Of course, no-one is saying that these passengers would be allowed to roam free. Strict quarantine measures would need to be taken, which might mean that these passengers would have to live in spartan conditions for a while. But that would be a small price to ensure their eventual well-being and our duty of care as a sovereign state.

And yet the government was not for turning. Prof. Charmaine Gauci was asked several times whether she agreed with the decision to block the entry of these asylum seekers. She was uncharacteristically evasive. This probably, hopefully, says less about her own personal position than about the enormous pressure she must be under to reconcile the circle of her Hippocratic oath with the square of government fiat (the Superintendent is in charge, my foot).

It was embarrassing to see Evarist Bartolo, whose personal beliefs are certainly not racist or nativist, squirming in this way

Then came the anti-NGO barrage from government ministers and their apparatchiks and trolls. Foreign Minister Evarist Bartolo first said that the NGO ship that was out saving migrants was in league with people-traffickers. But during Saviour Balzan’s show he ‘clarified’ that he had not meant that they were actually in agreement with the Libyan militia gangs. This just after stating that the migrants were not leaving Libyan shores due to the NGO ships after all, but due to the evolving instability of these gangs and their income needs.

It was embarrassing to see Bartolo, whose personal beliefs are certainly not racist or nativist, squirming in this way. He was echoed by ministers Owen Bonnici and Michael Falzon. FSWS CEO Alfred Grixti went one better. You see, Labour stalwarts say it like it is. Sink the damn ships, and to hell with ’em. Grixti now has the doubtful honour of being the first leader in the social work field to be publicly chastised and condemned by his own board and by the sector’s professional association.

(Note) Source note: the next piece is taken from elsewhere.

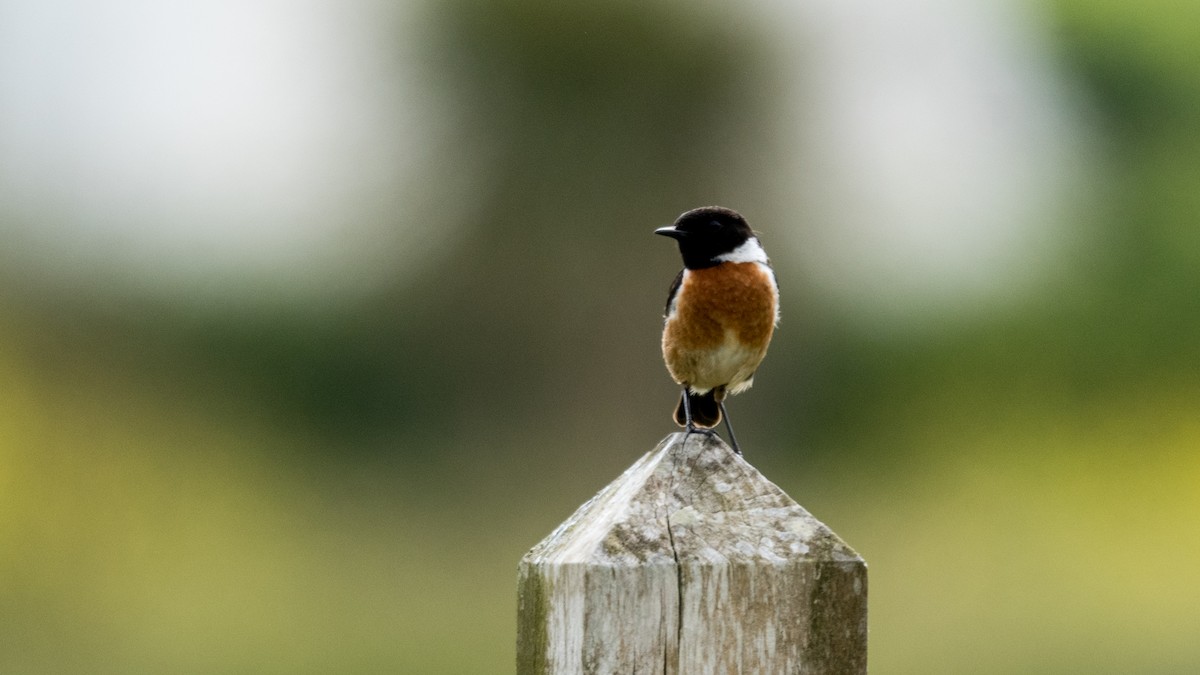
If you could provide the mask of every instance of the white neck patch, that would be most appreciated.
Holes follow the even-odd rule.
[[[713,258],[722,263],[763,263],[767,264],[767,251],[762,250],[757,237],[751,237],[737,249]]]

And yet, in all this posturing, not one government or party stalwart deigned to mention the increasingly desperate condition of those in the four boats at sea. I could not believe that these souls would be left to die of thirst. That a mother pleading at least for the safety of her child, would be ignored. At least in Joseph Muscat’s time, such boats were afforded a basic minimum of care.

NGOs, medical practitioners, psychologists, academics, the Church and others raised their voices. Young activist Xandru Cassar tried to shame Abela into taking some action with a two-day sit-in in front of Castille. But he too was ignored, told some easy lie and patted on the back, as the migrants were dying.

Abela could take comfort in the knowledge that so many others approved of his looking away, a few days after Good Friday. After all, this is a democracy.

This despicable situation is compounded by the allegations that AFM personnel sabo­taged one of the boats to impede its passage to Malta. If this is true, it confirms that Abela’s government may have the ambition to restore Malta’s tarnished reputation in the financial sector, but with respect to human rights it has gone right back to the push-back of 2013.

Shame on you, all of you. And by your actions, you have besmirched me and my family. Malta has let desperate migrants die of thirst and drown, because it chose to use COVID-19 to mask its prejudice.

That denudes us of our statehood, and reduces us to a frightened rabble.